Oh wonderful Colorado. Great views. Great weather. Great beer. It's nice to be home, there is no doubt about that. But while there are so many wonderful things about Colorado one of them is not food. Well, let me rephrase that, one of them is not fancy food. Delicious burgers, pizza, subs, and finger foods abound this Rocky Mountain state. But whenever I was going to go out for a nice meal, there were really only a few places that I felt were worthy of my money. And now that I'm back from Paris, I think I'm even more of a self-righteous snob. Did I catch something?

The truth is that once you live in a city where great food is plentiful it's hard not to feel a bit spoiled. France takes their food extremely seriously. They have multiple food laws that American's would scoff at. One of which being that not all bakeries in one town can be closed on the same day. At least one unit must remain open so that the Frenchies can get their daily baguette. That's how important fresh bread is to them.

And when three different pastry shops on the same street have a regular line out the door, you know you are in a land where sweets are respected, not just used and abused. Last night I ate a good ol' fashion cake from a "French" bakery in Denver and let me just say, I think I've been ruined! This was a pretty good cake to tell you the truth, but it just didn't excite me the way that French pastries do. Sure I may eat a slice for breakfast, this cake was fluffy, the frosting was delicious, but there was something about it that just didn't bowl me over. French pastries have a cleanness to them and often subtle complexities that make you feel special just for eating them. How is yellow cake with chocolate frosting ever going to be able to stand up to an entremet of dark chocolate biscuit, praline, hazelnut mousse, chocolate mousse, chocolate glacage, and a sheet of Valrhona chocolate to top it off?

Something I hope to bring to the world when I finally open my undeniably enchanting shop, is a harmonious mixture between French and American pastries. I want to bring to the table what they both have to offer. Traditional American flavors done in the style of a French pastry. There's a reason I chose to go to France for my internship and it's not the healthcare. They make damn good desserts, and they've been doing it for years upon years upon years. For goodness sake, Vatel invented whipped cream! Whipped Cream! Do you know how big that is? It's essentially the wheel of the pastry world. That's huge!
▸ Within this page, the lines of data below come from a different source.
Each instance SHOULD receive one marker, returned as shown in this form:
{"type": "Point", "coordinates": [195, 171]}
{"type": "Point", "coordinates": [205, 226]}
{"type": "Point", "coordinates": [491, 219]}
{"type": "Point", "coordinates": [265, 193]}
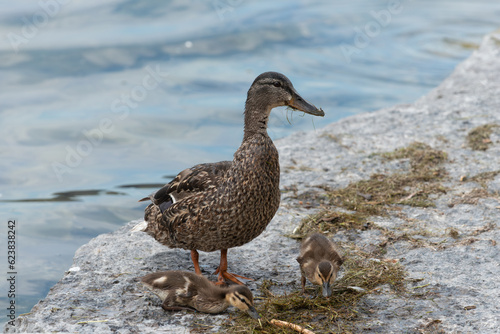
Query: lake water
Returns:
{"type": "Point", "coordinates": [101, 102]}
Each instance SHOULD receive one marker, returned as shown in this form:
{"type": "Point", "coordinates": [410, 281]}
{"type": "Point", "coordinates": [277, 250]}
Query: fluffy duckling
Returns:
{"type": "Point", "coordinates": [226, 204]}
{"type": "Point", "coordinates": [186, 290]}
{"type": "Point", "coordinates": [319, 261]}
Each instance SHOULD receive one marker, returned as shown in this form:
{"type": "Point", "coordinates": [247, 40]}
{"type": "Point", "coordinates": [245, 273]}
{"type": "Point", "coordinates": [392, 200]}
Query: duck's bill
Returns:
{"type": "Point", "coordinates": [326, 289]}
{"type": "Point", "coordinates": [253, 312]}
{"type": "Point", "coordinates": [297, 102]}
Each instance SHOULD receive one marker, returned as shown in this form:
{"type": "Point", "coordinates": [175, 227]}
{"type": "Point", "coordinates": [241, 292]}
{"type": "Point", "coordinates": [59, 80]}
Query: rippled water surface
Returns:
{"type": "Point", "coordinates": [103, 101]}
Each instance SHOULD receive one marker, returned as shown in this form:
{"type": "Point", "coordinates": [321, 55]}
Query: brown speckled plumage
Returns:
{"type": "Point", "coordinates": [180, 289]}
{"type": "Point", "coordinates": [216, 206]}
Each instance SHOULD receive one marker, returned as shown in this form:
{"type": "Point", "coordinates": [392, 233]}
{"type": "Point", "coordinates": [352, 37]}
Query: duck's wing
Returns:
{"type": "Point", "coordinates": [189, 182]}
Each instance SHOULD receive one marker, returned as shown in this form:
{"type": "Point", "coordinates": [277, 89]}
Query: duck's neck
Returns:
{"type": "Point", "coordinates": [256, 117]}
Don't get me wrong, I love American desserts. What's better than a slice of hot apple pie with vanilla bean ice cream on top? Or how about a nice plate of brownies with a cold glass of milk? That's the thing I love about American pastry. The truly good ones stand completely on their own two humble feet. There's nothing particularly fancy about apple pie. And brownies don't exude any flare or pizazz. But they are so delicious, so comfortable, that they are two of my favorite things in the world. So perhaps instead of becoming a snobby French ass, or remaining a judgmental American, I'll try instead to see the beauty in both worlds. Bring some sort of harmony to this dichotomy. Not only do I think it will be exceptionally fun, but I also think it'll be delicious to boot.